Take the saw to a hardware store or big box store. I have a huge inventory of screws and found two that fit mine. The are fine thread. My saw belonged to my late father-in-law. It is more than likely a zinc die cast body; cast iron or steel would weigh a ton. The two screws hold the blade in with side pressure and also in the back to keep it in place. Congrats on the find. BTW, mine is over 50 years old and still runs great.


----------



## jimbo2 (Oct 27, 2012)

jimmymongul,

I cannot make photobucket work for me so I am sending the photos I made. I apologize to the rest of you for wasting your time looking at photos you probably don't care about.


----------



## Jimmymongul (Jan 12, 2012)

Jimbo2

Thanks a million for the pictures. Could I buy the switch off you if it works?


----------



## jimbo2 (Oct 27, 2012)

I hope the photos help. You cannot tell from my photograph, but I did not see any missing teeth. As you stated the top sliding piece is not fixed to the rod like the bottom one. I did not think to try moving the gears, but it appears they are 180 degrees out or when the bottom gear pin is at the very bottom, the top gear pin is at the very top since they turn in opposite directions. I think the handle on my saw is aluminum painted black. The handle is scratched in a couple of places and it is aluminum color there. I have decided to keep the saw. There is nothing to be gained by taking a part from a working saw to rebuild another saw. Good luck finding a switch.


----------



## Jimmymongul (Jan 12, 2012)

I understand. Thanks again


----------



## JTGF30 (May 27, 2018)

Hey DannyBoy, I have two of these saws one has a model number of 315.6635, but it is basically the exact same as your model. Both my saws have two set screws, a set screw in the side of the blade mount and also one in the front of the blade mount, both screws are the same size.

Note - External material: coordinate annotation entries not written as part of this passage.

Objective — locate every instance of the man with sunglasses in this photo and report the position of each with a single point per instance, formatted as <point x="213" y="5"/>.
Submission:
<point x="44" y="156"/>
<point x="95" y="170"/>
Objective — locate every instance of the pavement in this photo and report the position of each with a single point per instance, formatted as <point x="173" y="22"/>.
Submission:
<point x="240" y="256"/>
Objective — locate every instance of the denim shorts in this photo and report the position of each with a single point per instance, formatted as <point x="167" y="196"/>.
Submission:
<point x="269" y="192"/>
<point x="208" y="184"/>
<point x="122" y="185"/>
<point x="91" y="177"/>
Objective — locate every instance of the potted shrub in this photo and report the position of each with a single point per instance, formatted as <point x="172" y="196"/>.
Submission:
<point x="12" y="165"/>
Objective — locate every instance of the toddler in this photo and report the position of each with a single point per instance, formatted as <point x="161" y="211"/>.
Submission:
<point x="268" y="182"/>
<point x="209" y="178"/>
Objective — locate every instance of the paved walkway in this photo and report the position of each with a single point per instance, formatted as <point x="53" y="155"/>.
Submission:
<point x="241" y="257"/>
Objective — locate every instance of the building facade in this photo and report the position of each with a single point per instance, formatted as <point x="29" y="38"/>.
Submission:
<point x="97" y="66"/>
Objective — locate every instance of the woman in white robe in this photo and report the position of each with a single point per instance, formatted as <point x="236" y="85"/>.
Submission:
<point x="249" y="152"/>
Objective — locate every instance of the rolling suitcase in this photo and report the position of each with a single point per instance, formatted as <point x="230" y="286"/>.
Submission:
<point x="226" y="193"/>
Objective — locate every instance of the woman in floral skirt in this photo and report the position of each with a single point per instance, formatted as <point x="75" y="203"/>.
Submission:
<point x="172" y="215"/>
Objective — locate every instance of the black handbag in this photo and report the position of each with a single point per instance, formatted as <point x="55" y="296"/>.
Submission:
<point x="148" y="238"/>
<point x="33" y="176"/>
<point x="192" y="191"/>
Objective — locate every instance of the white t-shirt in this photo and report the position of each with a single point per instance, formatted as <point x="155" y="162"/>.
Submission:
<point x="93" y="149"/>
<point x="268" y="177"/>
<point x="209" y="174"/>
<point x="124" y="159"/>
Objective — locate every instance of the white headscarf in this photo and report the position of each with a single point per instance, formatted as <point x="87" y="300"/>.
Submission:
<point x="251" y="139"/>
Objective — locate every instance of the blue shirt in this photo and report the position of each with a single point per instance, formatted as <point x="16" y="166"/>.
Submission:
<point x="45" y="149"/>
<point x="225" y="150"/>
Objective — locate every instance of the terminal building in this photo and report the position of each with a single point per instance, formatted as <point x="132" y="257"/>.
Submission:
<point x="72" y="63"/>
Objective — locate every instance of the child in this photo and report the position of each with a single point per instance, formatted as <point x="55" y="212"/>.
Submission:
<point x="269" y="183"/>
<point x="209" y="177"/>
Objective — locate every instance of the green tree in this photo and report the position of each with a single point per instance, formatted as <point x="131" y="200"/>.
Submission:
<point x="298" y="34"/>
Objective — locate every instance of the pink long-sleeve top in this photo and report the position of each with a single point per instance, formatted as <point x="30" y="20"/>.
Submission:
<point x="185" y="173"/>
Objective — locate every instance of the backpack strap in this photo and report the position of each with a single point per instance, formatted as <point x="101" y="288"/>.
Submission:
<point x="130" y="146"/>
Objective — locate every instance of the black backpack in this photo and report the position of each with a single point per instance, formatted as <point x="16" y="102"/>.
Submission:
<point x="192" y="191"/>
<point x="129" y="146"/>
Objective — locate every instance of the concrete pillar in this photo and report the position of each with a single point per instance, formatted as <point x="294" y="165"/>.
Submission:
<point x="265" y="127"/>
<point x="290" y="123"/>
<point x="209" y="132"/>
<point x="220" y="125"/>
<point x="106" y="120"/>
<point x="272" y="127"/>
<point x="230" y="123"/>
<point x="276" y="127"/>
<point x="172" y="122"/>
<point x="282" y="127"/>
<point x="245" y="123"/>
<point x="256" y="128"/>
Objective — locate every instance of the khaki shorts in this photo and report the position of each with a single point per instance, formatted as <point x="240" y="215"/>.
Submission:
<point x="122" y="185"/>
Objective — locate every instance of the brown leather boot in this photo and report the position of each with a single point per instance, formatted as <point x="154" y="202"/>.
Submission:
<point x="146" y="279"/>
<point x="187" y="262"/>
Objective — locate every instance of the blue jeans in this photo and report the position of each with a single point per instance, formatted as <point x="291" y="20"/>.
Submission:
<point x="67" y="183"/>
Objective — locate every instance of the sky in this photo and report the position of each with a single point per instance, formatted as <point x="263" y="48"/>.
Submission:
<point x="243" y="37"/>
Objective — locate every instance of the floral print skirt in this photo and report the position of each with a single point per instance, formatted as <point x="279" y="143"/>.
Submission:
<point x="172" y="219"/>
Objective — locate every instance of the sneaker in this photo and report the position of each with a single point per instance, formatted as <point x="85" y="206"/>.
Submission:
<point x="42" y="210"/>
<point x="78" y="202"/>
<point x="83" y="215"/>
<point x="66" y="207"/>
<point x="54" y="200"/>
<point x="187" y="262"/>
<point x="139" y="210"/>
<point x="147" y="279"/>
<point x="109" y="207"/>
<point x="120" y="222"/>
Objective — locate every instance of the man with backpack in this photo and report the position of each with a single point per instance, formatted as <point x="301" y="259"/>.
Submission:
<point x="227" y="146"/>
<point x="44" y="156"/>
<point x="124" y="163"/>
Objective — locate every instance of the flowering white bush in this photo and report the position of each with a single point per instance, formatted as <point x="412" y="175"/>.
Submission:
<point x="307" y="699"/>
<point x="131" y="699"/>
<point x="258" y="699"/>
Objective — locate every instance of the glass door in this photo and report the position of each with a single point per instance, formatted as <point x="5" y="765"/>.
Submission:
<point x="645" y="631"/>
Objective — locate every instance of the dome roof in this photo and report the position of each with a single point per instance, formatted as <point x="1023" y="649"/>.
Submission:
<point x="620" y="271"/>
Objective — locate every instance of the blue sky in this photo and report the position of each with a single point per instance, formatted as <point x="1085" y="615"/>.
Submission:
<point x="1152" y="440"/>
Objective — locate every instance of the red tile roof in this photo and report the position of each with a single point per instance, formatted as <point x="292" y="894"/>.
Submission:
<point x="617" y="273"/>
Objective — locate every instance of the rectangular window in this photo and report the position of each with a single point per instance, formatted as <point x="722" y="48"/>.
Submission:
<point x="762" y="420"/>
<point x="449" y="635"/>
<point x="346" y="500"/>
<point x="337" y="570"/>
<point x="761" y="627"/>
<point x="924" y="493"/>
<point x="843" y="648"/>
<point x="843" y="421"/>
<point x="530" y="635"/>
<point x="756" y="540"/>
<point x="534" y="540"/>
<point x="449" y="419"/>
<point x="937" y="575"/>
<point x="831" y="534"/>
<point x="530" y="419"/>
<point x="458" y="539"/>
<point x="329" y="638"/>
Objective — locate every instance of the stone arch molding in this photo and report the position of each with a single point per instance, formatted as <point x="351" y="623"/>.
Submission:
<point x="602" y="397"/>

Also if you or anyone else has an owner's manual on these saws would you mind sending me a copy of it? If you can let me know and i will send you my email address. Thanks a lot and I hope this is of some help.


----------



## Fresch (Feb 21, 2013)

> I like the look too, but it zapped my son enough to numb his arm, didn t have a proper ground. Should have saved it for it s sentimental value, but that s why my garage look so cluttered,
> 
> - TomK


Turn the plug over.


----------



## db3 (Nov 7, 2021)

Danny,
The top hole should have a dowel pin in it. These are no longer available as a part but a good hardware store should have one that diameter but it may need to be shortened. That will require one secure it and grind it to length. Or find another saw and use it for parts. There may be a kit to convert to the newer type holder, but I doubt it as I haven't seen any with one. Craftsman Tools was purchased by Stanley Black and Decker, and one of their crew might be able to give you the size of that pin, and see if any other tool has such a part.


----------